Posted by , Apr 28, 2005 06:50 PM

If there's any one theme attendees at this week's Software 2005 conference should have walked away with, it's that this is an industry that has some big issues to tackle.


The conundrum the software community faces goes beyond technical transitions like the shift from traditional licensing models to subscription-based pricing and on-demand delivery. And addressing the software quality issues raised by the IT execs who spoke isn't going to solve the problems either. It's an issue of identity: What's this industry going to look like five years from now? What role will it play not only in its customers' IT infrastructures, but in the economy in general? What form will future innovation take?

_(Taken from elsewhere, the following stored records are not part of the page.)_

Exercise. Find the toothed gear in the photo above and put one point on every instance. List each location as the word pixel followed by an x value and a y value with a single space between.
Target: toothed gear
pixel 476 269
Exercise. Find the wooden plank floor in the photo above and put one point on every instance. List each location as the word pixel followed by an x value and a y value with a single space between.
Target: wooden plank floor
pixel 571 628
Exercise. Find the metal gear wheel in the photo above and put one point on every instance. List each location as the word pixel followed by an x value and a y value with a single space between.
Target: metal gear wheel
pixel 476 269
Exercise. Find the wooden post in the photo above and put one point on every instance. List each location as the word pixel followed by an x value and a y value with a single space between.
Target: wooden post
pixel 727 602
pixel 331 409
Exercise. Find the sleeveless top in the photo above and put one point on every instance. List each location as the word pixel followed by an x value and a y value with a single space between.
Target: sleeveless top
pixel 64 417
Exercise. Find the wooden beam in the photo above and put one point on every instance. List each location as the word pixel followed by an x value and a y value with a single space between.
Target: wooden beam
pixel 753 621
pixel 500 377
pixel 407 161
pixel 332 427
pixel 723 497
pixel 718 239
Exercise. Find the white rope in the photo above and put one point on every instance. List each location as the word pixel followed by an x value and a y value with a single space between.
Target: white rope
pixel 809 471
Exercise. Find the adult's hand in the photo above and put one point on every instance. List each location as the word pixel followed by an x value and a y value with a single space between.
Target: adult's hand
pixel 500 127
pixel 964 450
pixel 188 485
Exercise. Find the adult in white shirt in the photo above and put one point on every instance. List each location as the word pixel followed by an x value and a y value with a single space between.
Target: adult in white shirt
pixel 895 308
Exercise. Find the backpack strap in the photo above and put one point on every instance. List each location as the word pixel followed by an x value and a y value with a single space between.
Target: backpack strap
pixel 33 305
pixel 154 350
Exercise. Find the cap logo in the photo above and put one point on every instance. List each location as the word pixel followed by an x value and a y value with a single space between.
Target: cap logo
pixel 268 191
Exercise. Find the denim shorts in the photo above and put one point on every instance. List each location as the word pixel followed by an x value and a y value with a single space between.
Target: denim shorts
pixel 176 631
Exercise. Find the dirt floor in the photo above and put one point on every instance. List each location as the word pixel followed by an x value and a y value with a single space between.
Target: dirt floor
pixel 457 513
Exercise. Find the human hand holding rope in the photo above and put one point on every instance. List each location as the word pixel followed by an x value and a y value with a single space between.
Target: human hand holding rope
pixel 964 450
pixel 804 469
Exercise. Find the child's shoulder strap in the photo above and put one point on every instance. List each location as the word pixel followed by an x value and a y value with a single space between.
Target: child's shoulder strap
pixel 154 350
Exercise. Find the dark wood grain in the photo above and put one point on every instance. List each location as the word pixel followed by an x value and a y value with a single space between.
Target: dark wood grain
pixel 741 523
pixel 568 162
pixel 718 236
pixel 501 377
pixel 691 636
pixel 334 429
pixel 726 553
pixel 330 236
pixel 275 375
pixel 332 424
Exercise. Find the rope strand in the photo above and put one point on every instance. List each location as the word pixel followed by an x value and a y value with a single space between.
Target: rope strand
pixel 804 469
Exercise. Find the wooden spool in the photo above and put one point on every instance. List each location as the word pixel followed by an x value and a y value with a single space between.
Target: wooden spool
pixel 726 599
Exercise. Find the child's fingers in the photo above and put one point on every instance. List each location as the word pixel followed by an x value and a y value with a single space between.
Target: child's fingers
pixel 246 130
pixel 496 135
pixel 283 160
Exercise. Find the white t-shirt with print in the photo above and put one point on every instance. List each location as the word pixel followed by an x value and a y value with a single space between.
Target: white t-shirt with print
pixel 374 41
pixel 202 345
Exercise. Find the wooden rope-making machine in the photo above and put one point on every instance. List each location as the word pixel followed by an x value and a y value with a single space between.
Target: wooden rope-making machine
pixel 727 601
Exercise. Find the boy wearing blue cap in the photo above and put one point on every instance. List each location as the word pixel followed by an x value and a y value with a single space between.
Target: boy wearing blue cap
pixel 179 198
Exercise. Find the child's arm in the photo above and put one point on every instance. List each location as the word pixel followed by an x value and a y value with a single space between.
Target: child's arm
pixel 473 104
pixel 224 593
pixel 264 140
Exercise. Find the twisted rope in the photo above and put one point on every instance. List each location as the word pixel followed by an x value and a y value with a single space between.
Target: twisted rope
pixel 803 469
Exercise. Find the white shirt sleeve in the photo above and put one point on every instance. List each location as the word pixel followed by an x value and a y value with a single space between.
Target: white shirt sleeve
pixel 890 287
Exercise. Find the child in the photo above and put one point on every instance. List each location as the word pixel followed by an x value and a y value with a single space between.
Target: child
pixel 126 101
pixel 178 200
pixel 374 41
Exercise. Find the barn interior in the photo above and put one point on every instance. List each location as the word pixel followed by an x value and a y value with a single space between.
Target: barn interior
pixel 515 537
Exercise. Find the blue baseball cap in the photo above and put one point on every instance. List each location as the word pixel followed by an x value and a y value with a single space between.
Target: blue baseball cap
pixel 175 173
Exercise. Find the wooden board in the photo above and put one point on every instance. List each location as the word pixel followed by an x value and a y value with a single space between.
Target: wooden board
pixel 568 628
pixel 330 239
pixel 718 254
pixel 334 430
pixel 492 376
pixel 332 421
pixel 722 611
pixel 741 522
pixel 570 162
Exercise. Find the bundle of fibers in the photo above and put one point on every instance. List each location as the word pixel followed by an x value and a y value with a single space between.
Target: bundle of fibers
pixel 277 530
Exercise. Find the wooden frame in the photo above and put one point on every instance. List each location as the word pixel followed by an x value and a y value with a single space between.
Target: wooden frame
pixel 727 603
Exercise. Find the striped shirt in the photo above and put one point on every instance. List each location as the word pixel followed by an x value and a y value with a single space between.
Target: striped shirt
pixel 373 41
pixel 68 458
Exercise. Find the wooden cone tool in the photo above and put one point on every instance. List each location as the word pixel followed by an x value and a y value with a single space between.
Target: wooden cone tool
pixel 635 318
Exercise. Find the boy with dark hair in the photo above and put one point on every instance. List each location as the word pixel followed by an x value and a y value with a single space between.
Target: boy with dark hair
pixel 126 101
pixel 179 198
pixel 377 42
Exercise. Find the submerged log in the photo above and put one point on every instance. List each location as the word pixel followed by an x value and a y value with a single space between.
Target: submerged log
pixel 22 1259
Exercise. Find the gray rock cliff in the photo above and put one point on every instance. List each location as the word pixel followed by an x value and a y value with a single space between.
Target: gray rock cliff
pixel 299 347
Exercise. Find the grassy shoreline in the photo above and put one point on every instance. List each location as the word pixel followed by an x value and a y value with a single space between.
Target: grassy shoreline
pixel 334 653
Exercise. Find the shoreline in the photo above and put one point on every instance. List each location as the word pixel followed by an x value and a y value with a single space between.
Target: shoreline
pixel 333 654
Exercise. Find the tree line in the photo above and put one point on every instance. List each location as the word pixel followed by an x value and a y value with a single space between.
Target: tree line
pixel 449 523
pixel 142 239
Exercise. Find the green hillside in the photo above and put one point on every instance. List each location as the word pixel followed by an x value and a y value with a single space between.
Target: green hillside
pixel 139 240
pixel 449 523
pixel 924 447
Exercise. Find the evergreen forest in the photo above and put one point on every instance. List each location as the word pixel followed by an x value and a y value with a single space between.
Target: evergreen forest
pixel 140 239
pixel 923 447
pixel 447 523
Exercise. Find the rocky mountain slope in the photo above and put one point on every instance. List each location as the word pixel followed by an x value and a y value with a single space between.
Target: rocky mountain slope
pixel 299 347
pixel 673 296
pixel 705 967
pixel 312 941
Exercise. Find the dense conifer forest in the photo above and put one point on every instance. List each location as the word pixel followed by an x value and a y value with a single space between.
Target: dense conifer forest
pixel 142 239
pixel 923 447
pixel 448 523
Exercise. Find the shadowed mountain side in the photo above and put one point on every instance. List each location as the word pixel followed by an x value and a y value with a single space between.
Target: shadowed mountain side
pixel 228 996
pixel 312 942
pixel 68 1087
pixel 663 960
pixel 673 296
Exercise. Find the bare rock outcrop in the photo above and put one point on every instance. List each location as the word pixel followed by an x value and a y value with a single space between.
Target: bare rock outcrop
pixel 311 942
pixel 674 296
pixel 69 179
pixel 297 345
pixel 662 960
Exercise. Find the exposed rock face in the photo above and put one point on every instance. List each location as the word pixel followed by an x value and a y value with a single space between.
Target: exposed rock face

Conference organizer M.R. Rangaswami set the tone right out of the gate by rattling off four big trends that are causing software companies to take a hard look at themselves: industry consolidation, open source software's momentum, the rise of offshore outsourcing, and a shift of power from vendors to customers. "In five years, we'll look back and we're not going to recognize the software industry that existed," Rangaswami said during his opening comments.

One of the light-bulb moments of the conference came when Intuit chairman Scott Cook's took the stage Tuesday afternoon, providing what appeared to be a wake-up call for attendees. Drawing upon the lessons Intuit learned from discovering that its software was solving business problems that it didn't even know existed, Cook borrowed from an Indian proverb, telling an audience of more than 1,000 that in order to walk in their customers shoes, they need to take off their own shoes first.

In other words, truly understanding customer needs requires empathy, something that hasn't exactly been the software industry's strong suit. (In fact, a more accurate description of software vendors' tendencies came when Cook offered a humorous take on the proverb: that walking in your customers shoes was effective because after a while, you're miles away, and you've got their shoes.)

Meeting this need to connect more deeply with customers requires vendors to subject themselves to a sort of out-of-body experience. The industry has been built on some assumptions that have become laughably outdated--that customers don't really understand software and thus rely upon vendor and integrator expertise; that business applications provide such a competitive advantage that they can be priced almost arbitrarily; that if vendors can ride out the down cycles, the good times will return.

The hard truth is that software has become so pervasive, both in the workplace and at home, that customers are quite savvy about what separates a good application from a bad one. That pervasiveness also means that the notion of competitive advantage is disappearing as most software is increasingly viewed as--dare I say it?--a commodity. And we all know what happens to prices when something becomes a commodity. Naturally, if customers are hip to what they really need, and artificially inflated prices no longer will fly, then growth, even in the best economic times, becomes a much trickier proposition.

So where does the future growth come from? The answer is both simple and tricky. It comes from what Cook calls "customer-driven" innovation. (He actually used the word "invention," but let's not pick nits.) It comes from getting to know customers' problems so well that vendors can't help but give them exactly what they need. In fact, InformationWeek is going through something similar--as are most publications. We're finding that the Web--which is still only a decade old, for criminy's sake--is so profoundly impacting readers' relationships with content that it's continually forcing us to reconsider what kind of content we deliver and how we deliver it.

Likewise, the maturation of IT is changing not only how business software is bought, customized and used, but who's doing the buying, customizing and using. (Hint: it's very often someone who's not in IT.) If software vendors want to avoid collectively becoming a taken-for-granted utility down the line, they better respond to those changes, and quickly.